ALBANY, N.Y. (WIVB) — On Thursday afternoon, Sen. Charles Schumer announced the Senate passage of the TRACED Act.
This new legislation is designed to equip federal agencies with new tools and power to help stop robocalls.
Schumer’s office says that this year, people in the state have been hit with more than 1.2 billion robocalls, even at night.
Many of the calls appear to come from overseas, and some people are convinced that they should call the numbers back, leading to additional international fees on their phone bills.
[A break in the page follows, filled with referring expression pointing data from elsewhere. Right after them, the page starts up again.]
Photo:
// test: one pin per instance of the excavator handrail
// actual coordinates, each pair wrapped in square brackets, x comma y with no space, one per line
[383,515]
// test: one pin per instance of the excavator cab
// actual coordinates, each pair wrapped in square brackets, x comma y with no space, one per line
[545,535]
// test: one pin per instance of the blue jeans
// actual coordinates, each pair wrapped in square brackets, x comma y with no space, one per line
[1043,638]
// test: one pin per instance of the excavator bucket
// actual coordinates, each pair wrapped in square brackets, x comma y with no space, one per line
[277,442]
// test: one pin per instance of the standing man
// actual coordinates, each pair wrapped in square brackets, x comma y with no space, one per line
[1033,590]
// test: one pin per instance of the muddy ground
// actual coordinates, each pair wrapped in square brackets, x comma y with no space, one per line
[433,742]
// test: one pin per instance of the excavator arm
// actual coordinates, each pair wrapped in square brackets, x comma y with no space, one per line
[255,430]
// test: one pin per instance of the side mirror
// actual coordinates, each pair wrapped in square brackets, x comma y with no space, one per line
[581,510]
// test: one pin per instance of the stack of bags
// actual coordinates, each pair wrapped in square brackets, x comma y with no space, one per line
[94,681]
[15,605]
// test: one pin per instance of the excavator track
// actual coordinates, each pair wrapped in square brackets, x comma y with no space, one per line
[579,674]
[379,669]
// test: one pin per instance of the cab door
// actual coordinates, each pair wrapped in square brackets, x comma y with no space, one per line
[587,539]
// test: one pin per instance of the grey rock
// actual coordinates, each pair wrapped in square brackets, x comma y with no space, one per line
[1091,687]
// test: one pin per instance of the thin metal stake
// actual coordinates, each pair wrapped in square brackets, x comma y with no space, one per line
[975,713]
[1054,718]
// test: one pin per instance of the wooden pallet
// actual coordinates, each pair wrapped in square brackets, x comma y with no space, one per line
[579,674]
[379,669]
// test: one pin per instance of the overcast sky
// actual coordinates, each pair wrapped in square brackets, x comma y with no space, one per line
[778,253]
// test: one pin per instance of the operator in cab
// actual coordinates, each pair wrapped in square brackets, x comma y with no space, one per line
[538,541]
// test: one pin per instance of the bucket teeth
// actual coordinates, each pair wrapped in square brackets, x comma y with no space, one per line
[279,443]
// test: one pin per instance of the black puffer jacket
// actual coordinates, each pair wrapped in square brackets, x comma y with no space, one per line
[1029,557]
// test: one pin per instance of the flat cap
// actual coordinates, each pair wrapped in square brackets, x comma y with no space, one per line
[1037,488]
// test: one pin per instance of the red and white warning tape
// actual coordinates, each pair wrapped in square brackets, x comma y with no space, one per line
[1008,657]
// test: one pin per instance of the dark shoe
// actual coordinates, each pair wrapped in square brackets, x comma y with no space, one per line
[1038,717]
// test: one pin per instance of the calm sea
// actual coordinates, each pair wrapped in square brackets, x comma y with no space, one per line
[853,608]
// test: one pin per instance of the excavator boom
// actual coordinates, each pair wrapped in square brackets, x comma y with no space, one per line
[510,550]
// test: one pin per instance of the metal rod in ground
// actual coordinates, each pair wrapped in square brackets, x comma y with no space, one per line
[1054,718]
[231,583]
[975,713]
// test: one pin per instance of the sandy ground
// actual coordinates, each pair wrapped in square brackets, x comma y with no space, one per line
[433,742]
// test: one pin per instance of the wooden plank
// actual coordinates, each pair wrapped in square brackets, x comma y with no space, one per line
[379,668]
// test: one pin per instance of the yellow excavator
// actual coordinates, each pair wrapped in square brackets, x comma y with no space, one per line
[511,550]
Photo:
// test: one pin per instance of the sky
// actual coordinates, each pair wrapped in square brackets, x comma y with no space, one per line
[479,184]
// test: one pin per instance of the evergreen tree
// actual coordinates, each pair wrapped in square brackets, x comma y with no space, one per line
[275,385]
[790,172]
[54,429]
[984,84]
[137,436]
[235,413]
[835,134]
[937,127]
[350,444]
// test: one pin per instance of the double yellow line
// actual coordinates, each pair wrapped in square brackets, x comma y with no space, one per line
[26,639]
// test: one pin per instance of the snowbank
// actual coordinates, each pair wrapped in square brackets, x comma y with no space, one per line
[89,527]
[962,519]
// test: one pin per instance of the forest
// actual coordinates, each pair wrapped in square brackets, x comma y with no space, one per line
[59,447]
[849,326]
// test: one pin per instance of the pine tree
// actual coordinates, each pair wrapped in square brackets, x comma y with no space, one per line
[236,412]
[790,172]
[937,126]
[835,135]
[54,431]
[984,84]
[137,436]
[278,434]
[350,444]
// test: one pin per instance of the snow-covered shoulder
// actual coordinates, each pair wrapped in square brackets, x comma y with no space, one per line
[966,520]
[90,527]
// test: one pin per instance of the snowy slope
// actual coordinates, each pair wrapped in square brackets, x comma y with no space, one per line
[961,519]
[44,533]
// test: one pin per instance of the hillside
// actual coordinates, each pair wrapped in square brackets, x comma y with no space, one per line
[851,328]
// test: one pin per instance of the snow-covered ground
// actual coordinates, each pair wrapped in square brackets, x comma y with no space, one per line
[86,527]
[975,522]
“I’ve been beating the drum on the plague of robocalls for years now, because there’s very little more annoying to New Yorkers than being woken up in the dead of night by automated calls trying to scam them out of their hard-earned money. Today, the Senate has taken a major step forward in this fight by passing the TRACED Act. The TRACED Act, at long last, will arm the feds with new tools and authority to trace, prosecute and enforce fines against robocall scammers, as well as set new call authentication requirements designed to filter out robocalls—especially the ones abroad—before they reach the phones of unsuspecting New Yorkers. The TRACED Act is just what we need to hang up on these nonstop robocalls, and the House of Representatives should follow the Senate’s lead and pass it ASAP.” — Sen. Schumer
Here’s how it works. The TRACED Act would give the FCC the ability to fine the perpetrators of robocall schemes $10,000 per call. Also, it extends the timeframe in which the FCC can find and prosecute schemes from one to three years after a call is made.
In addition to this, the TRACED Act would make it so telecommunications companies have to implement effective call authentication technology, which would help stop robocalls from reaching peoples’ phones.
Now, Schumer says he’ll be calling on the House of Representatives to pass the legislation.